父ネッケルは1777年にフランスの財務総監に任じられ、宮廷の財政を引き締めたことにより、民衆に絶大な人気を得ていた人です。
結果、貴族やマリー・アントワネットには憎まれましたが……この辺のことはスタール夫人とはあまり関係がないので割愛しますね。
「ブルジョワ層の出身である」ということだけご記憶ください。
幼いうちから父に連れられて哲学者や文学者のサロンに出入りしていったスタール夫人。
おそらくサロンで交わされていた男女論や結婚に関する価値観も、耳に残ったことでしょう。
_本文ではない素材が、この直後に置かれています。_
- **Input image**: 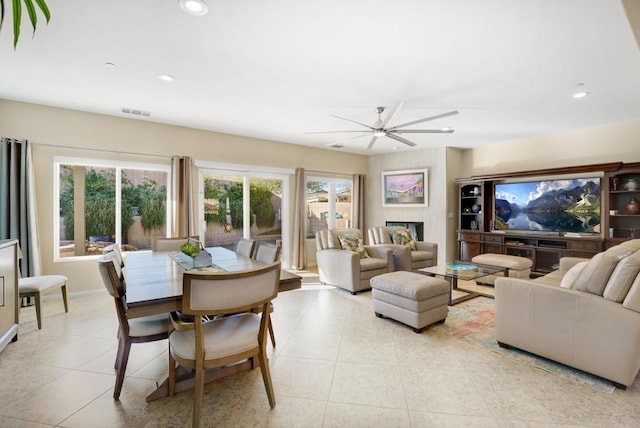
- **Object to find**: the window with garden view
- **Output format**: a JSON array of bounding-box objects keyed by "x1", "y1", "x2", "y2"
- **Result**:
[
  {"x1": 203, "y1": 172, "x2": 283, "y2": 248},
  {"x1": 56, "y1": 163, "x2": 169, "y2": 258},
  {"x1": 307, "y1": 177, "x2": 352, "y2": 239}
]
20歳のときに、パリ駐在のスウェーデン大使・スタール=ホルシュタイン男爵と結婚しますが、2年で別居して、あまりうまく行っていなかったようです。
当時のフランス貴族の常識である
「夫婦で出かけるのはみっともない」
「愛人がいて一人前」
といった状況が影響したのかもしれません。
別居とほぼ同時、22歳のときにスタール夫人は『ルソーの性格および著作についての手紙』を発表し、文壇デビューを果たしています。
彼女の知識や知恵について、夫が「女らしくない」と思ったのが不仲のきっかけだった……というのもありそうですね。
スタール夫人は夫を捨てたものの、その立場までは捨てませんでした。
フランス革命時は”外国大使の妻”という立場を活かし、処刑のターゲットになりそうな友人たちを救ったのです。
タレーラン(フランスの貴族・謀略が得意で外交術は評価が高い)などと親しくなり、愛人関係になった人もいたとか。
時代と文化が違うとはいえ、貞操観念……と言いたいところではありますが、彼女は革命に関しては穏健派でした。
そのため過激派から反感を買い、パリにいづらくなってしまいます。
政治活動に勤しむ一方「小説論」がゲーテに絶賛される
パリから離れたスタール夫人は、父の領地であるスイスのコペという町に亡命。
その後も度々パリに出入りしていたようなので、彼女なりの正義感や政治的理念を貫こうとしたのでしょう。
彼女は、革命によってフランスが「穏健で平和的な立憲君主主義」になることを目指していました。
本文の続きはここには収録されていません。